Randolph wouldn’t be the only kinsman vying for Bruce’s favor.
James’s rivalry with Sir Thomas Randolph, Bruce’s nephew who’d been rising in the king’s estimation since James had captured him from the English and brought him back into the Scottish fold, had intensified of late. They were always trying to best each other on the battlefield or whatever mission the king gave them.

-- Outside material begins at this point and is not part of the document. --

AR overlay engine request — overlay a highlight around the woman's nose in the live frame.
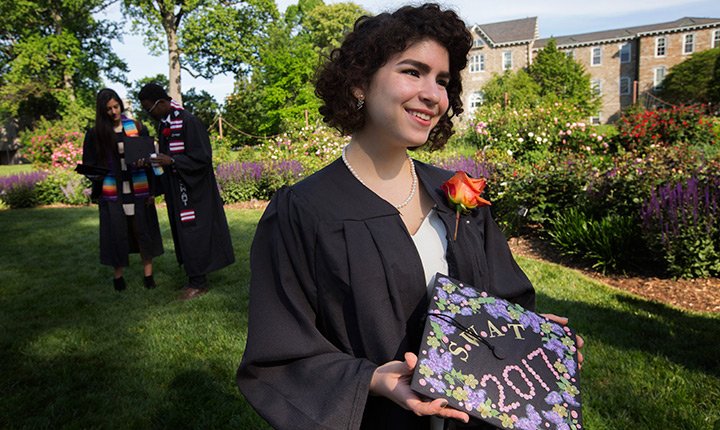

The king encouraged it because it helped him in his efforts to retake his kingdom. Aye, Randolph was a thorn in James’s backside. He should have left the blighter with the English.
James couldn’t marry Joanna. He was the Lord of Douglas—dispossessed or nay—and she was his vassal’s daughter, for Christ’s sake! Marriage was a political alliance. A tool. One of the best means he had of advancing his family. It had nothing to do with his personal feelings. Hell, that’s why men had lemans. A wife was a duty; Joanna would be his happiness and his heart. How could she not understand that?
He raked his fingers through his hair, not knowing what to do, what to say. He gazed down at her face, and his chest burned, as if each breath of air he drew into his lungs was heavy with acrid smoke. He didn’t want to hurt her. Christ, hurting her was the last thing he wanted to do. He loved her.
He cupped her cheek in his hand. Her skin felt like ice. Usually, she would nuzzle into his touch, but she stood perfectly frozen, staring up at him as if seeing him for the first time. As if he’d just betrayed her in the worst possible way and destroyed her faith in him.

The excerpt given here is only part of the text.